4-36
41-001343-01 Rev 02, Release 3.2.2
STUN and TURN Protocols
The IP phones support the following audio-path NAT Traversal features:
•
Simple Traversal of User Datagram Protocol (UDP) through Network Address
Translation (NAT)
or also known as
STUN
(RFC 3489)
and
•
Traversal Using Relay NAT
or also known as
TURN
STUN
is a protocol that allows the IP phones on a network to discover the presence and types of
NATs and firewalls between them and the public Internet. It also provides the ability for the
phones to determine the public IP addresses allocated to them by the NAT. STUN works with
many existing NATs, and does not require any special behavior from them. As a result, it allows
the phones to work through existing NAT infrastructures.
TURN
is a protocol that governs the reception of data over a connection by a single
communications device operating behind a NAT or firewall. A TURN server relays packets from
an external IP address towards the IP phone only if that phone has previously sent a packet
through the same TURN server to that particular external IP address.
SIP NAT IP configurations takes precedence over the STUN/TURN configurations.
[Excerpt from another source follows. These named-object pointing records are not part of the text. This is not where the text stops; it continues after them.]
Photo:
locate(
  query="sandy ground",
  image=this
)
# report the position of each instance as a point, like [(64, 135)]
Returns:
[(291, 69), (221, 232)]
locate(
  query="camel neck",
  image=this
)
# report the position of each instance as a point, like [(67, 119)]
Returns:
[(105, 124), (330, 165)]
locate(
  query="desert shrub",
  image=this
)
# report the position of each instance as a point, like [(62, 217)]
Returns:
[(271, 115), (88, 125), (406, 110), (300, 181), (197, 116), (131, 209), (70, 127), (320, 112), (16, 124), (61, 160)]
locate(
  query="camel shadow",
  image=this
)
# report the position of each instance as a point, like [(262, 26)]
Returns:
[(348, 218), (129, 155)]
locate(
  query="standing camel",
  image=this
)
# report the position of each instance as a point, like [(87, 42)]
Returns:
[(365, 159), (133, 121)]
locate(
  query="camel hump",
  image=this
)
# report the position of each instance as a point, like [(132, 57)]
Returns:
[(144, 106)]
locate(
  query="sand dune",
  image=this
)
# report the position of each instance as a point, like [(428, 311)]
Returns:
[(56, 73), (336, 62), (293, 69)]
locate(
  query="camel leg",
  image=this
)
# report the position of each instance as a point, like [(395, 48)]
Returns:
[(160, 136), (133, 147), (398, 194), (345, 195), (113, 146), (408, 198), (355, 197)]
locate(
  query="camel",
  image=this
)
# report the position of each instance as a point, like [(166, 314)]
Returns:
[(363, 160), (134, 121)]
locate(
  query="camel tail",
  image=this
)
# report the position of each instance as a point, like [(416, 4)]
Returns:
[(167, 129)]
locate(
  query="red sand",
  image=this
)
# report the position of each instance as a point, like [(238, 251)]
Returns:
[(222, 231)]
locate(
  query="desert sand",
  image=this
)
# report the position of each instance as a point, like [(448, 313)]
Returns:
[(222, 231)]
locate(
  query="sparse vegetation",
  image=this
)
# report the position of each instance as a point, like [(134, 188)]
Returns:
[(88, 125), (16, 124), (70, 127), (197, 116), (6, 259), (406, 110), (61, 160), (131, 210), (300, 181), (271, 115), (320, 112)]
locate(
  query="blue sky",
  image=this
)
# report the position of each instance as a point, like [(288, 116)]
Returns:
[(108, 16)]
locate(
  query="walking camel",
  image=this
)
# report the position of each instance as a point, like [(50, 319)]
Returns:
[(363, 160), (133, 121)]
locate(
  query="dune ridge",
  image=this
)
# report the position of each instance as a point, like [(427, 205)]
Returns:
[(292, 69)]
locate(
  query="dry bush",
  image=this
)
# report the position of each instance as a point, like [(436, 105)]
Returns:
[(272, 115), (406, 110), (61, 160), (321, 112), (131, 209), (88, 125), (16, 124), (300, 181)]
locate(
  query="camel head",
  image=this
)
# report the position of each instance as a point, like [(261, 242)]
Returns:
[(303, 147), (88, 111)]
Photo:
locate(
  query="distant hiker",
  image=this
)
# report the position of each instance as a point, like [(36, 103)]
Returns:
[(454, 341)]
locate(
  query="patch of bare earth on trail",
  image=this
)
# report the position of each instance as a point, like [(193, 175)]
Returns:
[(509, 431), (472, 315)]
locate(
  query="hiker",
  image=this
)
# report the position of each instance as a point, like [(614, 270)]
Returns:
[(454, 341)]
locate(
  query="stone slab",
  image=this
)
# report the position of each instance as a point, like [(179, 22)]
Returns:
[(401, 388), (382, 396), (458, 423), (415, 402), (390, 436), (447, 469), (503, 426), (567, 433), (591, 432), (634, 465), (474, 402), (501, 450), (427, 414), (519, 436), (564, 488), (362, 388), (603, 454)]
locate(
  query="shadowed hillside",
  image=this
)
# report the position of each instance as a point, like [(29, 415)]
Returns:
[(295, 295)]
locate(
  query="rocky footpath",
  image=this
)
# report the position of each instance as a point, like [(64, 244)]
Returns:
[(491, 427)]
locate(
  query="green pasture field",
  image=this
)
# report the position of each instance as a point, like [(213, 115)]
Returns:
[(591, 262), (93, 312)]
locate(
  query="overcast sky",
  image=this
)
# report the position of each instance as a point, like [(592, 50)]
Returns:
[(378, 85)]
Typically,
the STUN/TURN configuration is only used for media (RTP traffic) - not for signaling. (For
signaling, you need to enable “Rport” if the NAT device does not recognize SIP. For more
information about “Rport”, see the section,
“RPORT”
on
page 4-61
of this release note.
The STUN/TURN configuration applies globally on the phone. If you configure both STUN and
TURN on the phone, it discovers what type of NAT device is between the phone and the public
network. If the NAT device is full cone, restricted cone, or port restricted cone, the phone uses
STUN. If the NAT device is symmetric, the phone uses TURN.
If you configure STUN only, the phone uses STUN without the NAT discovery process.
If you configure NAT only, the phone uses NAT and does not perform the NAT discovery
process during startup. TURN is compatible with all types of NAT devices.
Limitations to Using STUN and TURN
•
The Firewall type discovery process on the phone is limited to 20 seconds. If the discovery
process fails, the STUN server may not be configured correctly.
•
When making a new phone call, the phone limits obtaining the port from the STUN/TURN
server to 5 seconds. If the call does not go through in 5 seconds, the phone makes the call
using the Session Description Protocol (SDP) with a local IP:port.
An Administrator can configure a STUN and/or TURN server on the IP Phones using the
configuration files or the Aastra Web UI.
Note:
STUN does not work if the NAT device is symmetric.